Однажды Федор с видом угрюмым, разочарованным спросил Ушакова:

— Что же это, батюшка, так и не будет народу воли?

— Какой воли? — не сразу понял его Ушаков.

— Обыкновенной. Чтобы люди сами себе хозяевами были. Ту, что крестьяне давно ждут.

— Разве и ты ждешь такой воли?

— Мне она зачем? Слава Богу, притеснений от господина своего не вижу, мне и в теперешнем положении хорошо. Другие ждут, крестьяне то есть. Слух шел: как война кончится, так государь сразу о воле и объявит.

Ушаков насупился. Мысль о воле была и оставалась главной в народе. Душой он был на его стороне. Ему, человеку, лично вводившему на освобожденных Ионических островах республиканскую систему правления, видевшему плоды такого правления, крепостничество представлялось величайшим злом. Распоряжаться крепостными как своей собственностью, продавать, закладывать, наследовать, словно они и не люди вовсе, а обыкновенный скот, делать с ними по собственному произволу все, что заблагорассудится, — что есть постыднее сего, что есть противнее естественным законам человеческого общества? Гнусное право одних обладать другими, как неприкосновенной собственностью, несомненно, должно быть уничтожено. Но пойдет ли на это царь?

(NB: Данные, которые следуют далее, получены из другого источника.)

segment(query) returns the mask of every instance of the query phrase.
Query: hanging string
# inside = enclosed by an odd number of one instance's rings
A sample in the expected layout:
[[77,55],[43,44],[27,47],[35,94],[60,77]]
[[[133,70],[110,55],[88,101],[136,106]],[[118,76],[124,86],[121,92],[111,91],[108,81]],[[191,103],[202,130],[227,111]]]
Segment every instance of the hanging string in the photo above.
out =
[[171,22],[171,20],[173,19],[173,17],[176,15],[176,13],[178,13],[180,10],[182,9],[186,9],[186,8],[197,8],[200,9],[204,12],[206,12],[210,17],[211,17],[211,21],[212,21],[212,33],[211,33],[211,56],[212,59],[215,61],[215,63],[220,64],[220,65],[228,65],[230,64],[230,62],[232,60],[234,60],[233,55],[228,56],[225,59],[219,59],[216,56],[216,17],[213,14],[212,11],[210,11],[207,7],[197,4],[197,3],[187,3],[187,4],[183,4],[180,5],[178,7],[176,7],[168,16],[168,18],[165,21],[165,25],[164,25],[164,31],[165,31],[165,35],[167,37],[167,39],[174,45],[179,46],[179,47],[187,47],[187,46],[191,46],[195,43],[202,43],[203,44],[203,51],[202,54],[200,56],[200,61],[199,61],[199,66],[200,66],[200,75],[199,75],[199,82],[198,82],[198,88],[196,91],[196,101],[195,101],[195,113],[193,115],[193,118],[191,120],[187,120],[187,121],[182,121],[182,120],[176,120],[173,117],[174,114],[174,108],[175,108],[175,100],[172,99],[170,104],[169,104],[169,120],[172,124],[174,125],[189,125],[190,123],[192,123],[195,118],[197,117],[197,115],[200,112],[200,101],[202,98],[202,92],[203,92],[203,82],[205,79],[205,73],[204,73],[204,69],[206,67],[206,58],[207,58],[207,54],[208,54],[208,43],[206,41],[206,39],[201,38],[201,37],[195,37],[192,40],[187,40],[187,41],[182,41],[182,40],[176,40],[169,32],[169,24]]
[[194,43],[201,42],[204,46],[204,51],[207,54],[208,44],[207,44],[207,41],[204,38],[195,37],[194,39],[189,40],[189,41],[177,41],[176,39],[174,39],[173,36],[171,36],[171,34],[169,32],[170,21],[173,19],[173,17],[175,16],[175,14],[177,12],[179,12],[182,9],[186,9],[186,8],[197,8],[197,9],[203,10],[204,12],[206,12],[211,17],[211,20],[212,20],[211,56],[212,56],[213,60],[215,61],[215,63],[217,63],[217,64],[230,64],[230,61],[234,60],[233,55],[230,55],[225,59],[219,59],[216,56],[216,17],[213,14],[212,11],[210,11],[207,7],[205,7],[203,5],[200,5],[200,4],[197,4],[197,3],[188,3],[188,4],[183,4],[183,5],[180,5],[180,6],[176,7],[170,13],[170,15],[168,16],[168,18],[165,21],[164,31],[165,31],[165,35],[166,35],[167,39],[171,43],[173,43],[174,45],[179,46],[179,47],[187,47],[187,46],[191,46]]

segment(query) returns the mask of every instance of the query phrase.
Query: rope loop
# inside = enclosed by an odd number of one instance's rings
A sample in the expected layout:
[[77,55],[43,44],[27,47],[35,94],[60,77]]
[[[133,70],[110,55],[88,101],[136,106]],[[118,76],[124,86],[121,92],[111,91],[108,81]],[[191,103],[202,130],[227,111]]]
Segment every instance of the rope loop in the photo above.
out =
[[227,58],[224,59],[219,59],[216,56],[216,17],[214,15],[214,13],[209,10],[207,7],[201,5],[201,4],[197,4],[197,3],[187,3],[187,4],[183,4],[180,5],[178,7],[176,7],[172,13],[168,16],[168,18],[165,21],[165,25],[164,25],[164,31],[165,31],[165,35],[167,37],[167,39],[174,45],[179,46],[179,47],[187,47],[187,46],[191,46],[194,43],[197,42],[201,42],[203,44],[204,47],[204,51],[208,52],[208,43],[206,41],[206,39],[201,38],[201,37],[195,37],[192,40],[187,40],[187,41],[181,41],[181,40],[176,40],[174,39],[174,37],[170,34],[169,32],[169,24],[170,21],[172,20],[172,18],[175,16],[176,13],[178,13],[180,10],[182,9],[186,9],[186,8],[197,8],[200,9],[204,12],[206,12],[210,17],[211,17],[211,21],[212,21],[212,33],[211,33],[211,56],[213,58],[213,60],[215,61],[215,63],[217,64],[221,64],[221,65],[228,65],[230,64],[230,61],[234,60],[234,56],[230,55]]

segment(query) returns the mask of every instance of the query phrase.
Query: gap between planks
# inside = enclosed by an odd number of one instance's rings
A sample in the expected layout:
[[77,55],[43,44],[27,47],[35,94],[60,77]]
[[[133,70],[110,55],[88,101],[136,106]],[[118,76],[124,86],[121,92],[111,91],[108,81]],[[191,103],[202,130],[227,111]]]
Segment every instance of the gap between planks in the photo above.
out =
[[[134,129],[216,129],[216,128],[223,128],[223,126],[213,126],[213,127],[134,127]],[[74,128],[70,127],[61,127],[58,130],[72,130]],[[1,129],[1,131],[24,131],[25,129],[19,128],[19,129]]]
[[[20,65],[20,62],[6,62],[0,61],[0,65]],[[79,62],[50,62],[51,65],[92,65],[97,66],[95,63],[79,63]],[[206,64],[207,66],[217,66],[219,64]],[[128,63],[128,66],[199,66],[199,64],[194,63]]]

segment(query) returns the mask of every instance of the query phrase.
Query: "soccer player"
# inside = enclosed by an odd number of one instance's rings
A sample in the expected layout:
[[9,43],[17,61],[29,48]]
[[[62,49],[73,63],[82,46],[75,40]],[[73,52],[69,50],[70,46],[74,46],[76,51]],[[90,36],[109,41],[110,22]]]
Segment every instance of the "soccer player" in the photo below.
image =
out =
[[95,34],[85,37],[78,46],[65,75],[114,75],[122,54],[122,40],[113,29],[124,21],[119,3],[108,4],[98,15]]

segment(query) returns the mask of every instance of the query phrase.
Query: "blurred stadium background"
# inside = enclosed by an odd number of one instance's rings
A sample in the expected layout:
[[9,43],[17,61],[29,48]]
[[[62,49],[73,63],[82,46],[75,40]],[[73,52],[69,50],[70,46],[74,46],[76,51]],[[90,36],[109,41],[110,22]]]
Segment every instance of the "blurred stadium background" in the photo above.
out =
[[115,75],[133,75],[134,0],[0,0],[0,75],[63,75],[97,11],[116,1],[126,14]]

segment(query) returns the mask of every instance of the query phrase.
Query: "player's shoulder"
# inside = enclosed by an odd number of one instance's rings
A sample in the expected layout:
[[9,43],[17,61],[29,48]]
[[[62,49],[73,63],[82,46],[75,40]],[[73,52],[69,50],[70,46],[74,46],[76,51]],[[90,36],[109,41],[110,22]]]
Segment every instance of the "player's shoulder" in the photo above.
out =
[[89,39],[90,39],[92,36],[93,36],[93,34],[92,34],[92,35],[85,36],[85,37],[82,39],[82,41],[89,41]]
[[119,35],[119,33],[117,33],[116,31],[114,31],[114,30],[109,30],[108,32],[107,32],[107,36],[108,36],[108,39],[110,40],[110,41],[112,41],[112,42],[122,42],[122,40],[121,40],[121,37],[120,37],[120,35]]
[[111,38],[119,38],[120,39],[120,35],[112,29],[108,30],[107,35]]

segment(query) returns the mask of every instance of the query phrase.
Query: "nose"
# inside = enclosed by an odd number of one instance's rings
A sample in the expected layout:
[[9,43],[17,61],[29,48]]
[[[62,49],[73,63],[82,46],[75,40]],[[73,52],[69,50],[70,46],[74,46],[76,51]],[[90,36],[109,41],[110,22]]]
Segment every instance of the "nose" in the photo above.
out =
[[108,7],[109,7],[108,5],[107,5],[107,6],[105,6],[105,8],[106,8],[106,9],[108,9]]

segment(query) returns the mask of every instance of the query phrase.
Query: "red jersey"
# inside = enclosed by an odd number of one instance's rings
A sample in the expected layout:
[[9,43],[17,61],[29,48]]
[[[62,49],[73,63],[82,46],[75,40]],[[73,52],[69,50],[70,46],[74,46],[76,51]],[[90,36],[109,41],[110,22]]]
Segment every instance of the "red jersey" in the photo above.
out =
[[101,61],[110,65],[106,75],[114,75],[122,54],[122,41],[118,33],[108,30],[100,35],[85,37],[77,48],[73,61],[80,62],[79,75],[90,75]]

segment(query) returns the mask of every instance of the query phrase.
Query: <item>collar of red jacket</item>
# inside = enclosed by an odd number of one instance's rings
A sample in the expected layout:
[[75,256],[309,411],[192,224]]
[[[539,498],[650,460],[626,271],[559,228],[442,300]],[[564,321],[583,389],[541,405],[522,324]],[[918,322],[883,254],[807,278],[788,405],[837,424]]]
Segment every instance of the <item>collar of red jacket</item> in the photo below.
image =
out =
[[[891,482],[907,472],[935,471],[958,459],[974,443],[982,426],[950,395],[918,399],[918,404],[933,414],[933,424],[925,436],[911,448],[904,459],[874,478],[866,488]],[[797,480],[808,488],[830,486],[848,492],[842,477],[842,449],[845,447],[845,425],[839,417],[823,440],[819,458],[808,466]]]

— Возможно, ожидания крестьян скоро сбудутся, — после долгого молчания сказал Ушаков. — Однако мне лично дело сие представляется сложным. Дворянство будет противиться.

— Ежели царь решит, как же дворянству против царя идти?

Ушаков промолчал. Он сам относился к сословию дворян, и ему было не очень-то удобно изобличать свое же сословие перед крепостным слугой, хотя и слуга этот был ему ближе всех дворян.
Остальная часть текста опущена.